Ignoring this, Simon went on: “We don’t know how many Wends there are, but there are not very many of us, so we all have to be extra brave and tough. I’m not particularly brave myself, but I like to think that all of you are with me, backing me up, and that, perhaps, in a hundred years’ time, this day will be remembered by our grandchildren as the day when a not very large force of English beat off an attacking army of Wends who wanted to turn this island into a place where everybody spoke Wendish. Don’t you agree?”
“What’s Wendish like, then?” one of the men inquired.
Rodney Firebrace spoke up.
“Wendish is an awful language. It’s highly inflected—there are nine declensions of nouns—”

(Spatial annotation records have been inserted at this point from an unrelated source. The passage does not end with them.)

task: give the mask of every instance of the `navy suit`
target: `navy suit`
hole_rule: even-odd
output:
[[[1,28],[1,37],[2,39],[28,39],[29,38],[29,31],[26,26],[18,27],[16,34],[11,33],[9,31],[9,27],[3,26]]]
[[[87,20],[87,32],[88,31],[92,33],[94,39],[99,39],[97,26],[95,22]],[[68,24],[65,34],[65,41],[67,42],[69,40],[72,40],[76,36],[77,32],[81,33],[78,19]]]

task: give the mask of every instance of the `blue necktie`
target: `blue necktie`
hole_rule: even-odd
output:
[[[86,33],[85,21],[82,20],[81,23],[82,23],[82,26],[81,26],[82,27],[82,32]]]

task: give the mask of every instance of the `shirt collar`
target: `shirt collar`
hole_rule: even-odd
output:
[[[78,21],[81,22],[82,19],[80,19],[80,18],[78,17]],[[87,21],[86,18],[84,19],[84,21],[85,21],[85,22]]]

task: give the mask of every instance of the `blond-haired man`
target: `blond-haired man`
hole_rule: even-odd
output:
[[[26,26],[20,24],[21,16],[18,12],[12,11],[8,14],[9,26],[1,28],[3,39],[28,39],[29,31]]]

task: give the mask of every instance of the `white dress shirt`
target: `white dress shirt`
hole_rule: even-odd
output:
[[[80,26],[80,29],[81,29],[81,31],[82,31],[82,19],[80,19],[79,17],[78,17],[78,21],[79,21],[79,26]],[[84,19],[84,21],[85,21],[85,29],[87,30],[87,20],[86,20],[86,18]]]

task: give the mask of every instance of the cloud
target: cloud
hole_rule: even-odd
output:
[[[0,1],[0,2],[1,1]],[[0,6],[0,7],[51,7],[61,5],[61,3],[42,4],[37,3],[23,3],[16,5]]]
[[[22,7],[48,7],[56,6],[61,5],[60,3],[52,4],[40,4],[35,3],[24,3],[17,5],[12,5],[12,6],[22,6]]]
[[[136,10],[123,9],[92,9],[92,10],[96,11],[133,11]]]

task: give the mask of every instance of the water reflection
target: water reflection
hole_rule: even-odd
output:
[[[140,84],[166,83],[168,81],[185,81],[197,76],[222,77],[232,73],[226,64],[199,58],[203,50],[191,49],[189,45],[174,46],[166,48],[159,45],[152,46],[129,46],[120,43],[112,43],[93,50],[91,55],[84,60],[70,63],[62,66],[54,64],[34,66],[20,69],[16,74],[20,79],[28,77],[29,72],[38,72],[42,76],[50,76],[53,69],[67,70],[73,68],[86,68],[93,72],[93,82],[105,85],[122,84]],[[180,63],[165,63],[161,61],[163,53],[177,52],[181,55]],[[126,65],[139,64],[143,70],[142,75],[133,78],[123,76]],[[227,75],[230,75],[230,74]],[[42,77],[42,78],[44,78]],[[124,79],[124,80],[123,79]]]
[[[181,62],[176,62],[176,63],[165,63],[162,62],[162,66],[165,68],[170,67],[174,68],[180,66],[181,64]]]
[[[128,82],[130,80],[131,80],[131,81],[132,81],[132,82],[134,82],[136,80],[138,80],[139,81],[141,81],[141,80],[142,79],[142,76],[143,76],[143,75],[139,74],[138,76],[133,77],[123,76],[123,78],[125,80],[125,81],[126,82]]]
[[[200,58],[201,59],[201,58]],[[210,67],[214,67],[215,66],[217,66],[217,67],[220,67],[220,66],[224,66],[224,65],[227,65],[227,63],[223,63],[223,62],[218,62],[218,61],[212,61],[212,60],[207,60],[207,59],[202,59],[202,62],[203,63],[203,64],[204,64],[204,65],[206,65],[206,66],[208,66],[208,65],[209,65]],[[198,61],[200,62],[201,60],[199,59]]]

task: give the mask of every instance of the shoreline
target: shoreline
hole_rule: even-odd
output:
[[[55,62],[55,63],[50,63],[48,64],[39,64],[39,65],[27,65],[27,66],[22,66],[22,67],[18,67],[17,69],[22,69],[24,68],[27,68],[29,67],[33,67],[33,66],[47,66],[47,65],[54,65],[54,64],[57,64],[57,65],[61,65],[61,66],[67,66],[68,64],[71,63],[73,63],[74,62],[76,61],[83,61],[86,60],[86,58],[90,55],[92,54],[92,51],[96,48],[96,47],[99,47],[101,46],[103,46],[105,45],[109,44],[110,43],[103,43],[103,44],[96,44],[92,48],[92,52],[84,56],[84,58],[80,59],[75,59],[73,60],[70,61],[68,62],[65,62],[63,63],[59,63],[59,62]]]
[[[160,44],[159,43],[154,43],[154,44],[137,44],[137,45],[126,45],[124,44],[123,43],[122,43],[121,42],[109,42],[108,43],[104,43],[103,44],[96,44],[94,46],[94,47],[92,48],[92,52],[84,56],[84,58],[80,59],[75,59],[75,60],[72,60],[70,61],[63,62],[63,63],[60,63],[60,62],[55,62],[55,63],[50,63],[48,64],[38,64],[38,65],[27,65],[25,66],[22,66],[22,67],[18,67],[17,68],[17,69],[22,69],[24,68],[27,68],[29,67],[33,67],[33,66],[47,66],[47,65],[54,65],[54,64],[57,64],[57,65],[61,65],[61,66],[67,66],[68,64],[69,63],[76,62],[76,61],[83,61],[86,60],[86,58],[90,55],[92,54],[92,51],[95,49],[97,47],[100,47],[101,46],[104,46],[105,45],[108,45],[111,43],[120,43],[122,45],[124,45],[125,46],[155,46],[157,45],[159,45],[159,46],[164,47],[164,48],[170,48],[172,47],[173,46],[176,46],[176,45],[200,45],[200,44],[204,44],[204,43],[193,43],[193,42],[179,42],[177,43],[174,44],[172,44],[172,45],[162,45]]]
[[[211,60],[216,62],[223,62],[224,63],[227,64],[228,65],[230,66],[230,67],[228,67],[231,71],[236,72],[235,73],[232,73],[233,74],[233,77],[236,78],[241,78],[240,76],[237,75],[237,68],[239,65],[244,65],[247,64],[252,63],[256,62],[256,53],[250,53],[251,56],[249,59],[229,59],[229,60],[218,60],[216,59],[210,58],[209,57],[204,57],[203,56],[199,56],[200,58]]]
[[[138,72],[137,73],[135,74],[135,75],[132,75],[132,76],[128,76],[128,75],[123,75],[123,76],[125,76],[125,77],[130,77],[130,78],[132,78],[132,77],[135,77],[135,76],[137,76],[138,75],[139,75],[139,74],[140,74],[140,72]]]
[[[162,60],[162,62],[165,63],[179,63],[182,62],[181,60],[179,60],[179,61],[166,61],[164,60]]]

“What’s inflected?” somebody shouted.
“When words have different endings to express different grammatical relations. And Wendish has thirty different kinds of verbs. You have to decline them as well as conjugate them.”
“What’s verbs?”
“I hit. You run.”
“Who says we run? We ain’t a-going to run!”
“No way!”
“Hoo-ray for English verbs!”
“We don’t want no foreign verbs!”
“Are you all with me, then?” called Simon.
“Sure we are!”
“Let’s go!”
“We’ll show those Wends the way back to Wendland!”
“Let ’em wend their way!”
The men jumped up and started bustling about, picking up their arbalests and repacking their hard-boiled eggs. In ten minutes the whole mass of them had drifted off down an eastward-facing valley (Rodney Firebrace had prudently brought a compass) and were out of sight of the station. Simon and Rodney walked alongside the lengthy, straggling column, talking to the men, telling them jokes and stories to keep their spirits up, and encouraging them to sing marching songs.